Twenty GOP governors signed on to the letter sent to Biden and Vice President Kamala Harris in which they provided a list of complaints and concerns, including a denunciation of their approach to handling the border crisis.
The governors declared that their respective states were not willing to provide relocation services or temporary housing to thousands of unaccompanied minors that have crossed the border in the recent surge.
According to the letter, however, they allege that the U.S. Department of Health and Human Services has circumvented their desires by contacting non-profit organizations and other charities within their states to host a large number of undocumented children.

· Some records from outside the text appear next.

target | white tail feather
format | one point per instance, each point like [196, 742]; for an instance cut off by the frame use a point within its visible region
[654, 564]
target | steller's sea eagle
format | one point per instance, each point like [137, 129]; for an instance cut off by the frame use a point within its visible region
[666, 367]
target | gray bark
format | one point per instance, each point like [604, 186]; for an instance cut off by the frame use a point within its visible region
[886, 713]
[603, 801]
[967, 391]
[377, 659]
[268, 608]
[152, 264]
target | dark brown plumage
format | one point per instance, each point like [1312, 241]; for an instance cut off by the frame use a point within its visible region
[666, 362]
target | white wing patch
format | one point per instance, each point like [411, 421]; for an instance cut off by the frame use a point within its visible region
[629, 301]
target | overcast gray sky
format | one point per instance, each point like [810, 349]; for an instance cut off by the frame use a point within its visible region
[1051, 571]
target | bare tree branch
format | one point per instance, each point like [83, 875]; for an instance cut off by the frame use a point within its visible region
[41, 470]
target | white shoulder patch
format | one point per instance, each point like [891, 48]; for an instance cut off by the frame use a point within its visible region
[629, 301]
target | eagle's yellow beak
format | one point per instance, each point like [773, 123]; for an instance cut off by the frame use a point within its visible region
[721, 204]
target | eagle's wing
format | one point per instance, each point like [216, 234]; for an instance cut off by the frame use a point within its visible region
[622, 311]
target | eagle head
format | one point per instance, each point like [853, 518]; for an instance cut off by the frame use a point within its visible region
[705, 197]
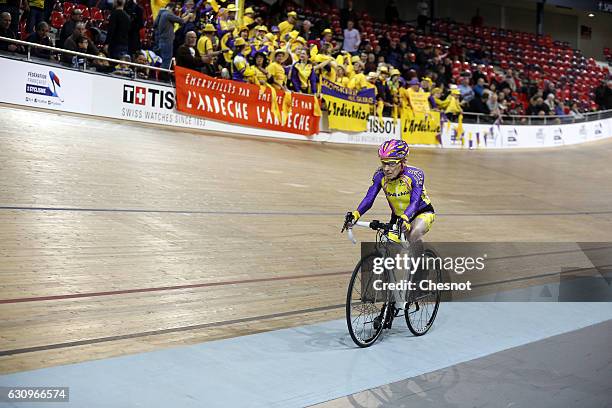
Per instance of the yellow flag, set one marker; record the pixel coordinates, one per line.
(286, 109)
(380, 105)
(314, 51)
(317, 107)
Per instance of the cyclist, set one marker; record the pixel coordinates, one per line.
(405, 190)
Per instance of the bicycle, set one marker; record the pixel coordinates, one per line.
(369, 310)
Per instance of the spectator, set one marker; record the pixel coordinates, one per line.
(136, 13)
(239, 63)
(465, 90)
(40, 36)
(117, 36)
(371, 65)
(71, 44)
(347, 14)
(559, 109)
(326, 38)
(209, 66)
(493, 104)
(550, 101)
(575, 112)
(351, 38)
(187, 55)
(5, 31)
(479, 88)
(124, 69)
(208, 42)
(261, 74)
(141, 73)
(277, 72)
(536, 106)
(102, 65)
(359, 79)
(190, 24)
(478, 104)
(603, 95)
(36, 14)
(391, 13)
(164, 32)
(11, 7)
(305, 30)
(78, 61)
(76, 15)
(303, 76)
(287, 26)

The governors, including Greg Abbott of Texas and Doug Ducey of Arizona, insisted that it is “unacceptable and unsustainable” for the “federal government to place a potentially unlimited number of unaccompanied migrant children into our states’ facilities for an unspecified length of time with almost zero transparency.”
They went on to write that they are not obligated to remedy a problem that many critics believe stemmed from Biden’s decision to reverse Trump-era rules meant to prevent such a border surge.
“Wide open for unlawful entry”
“We have neither the resources nor the obligation to solve the federal government’s problem and foot the bill for the consequences of this Administration’s misguided actions,” the governors added.
Department of Homeland Security Secretary Alejandro Mayorkas recently attracted some criticism for declaring that the “border is closed” even as immigration numbers show that to be far from the truth.
The Biden administration is currently housing roughly 21,000 unaccompanied minors in what reports describe as an “opaque network” of facilities nationwide. According to the Associated Press, many of these facilities are packed with more than 1,000 children.
Even Democratic Del Rio, Texas, Mayor Bruno Lozano called the administration out on its assertion.
“I would very much disagree with that statement,” he said about Mayorkas’ comment. “The way that it’s been handling or been managed — it seems to be wide open for unlawful entry into the United States.”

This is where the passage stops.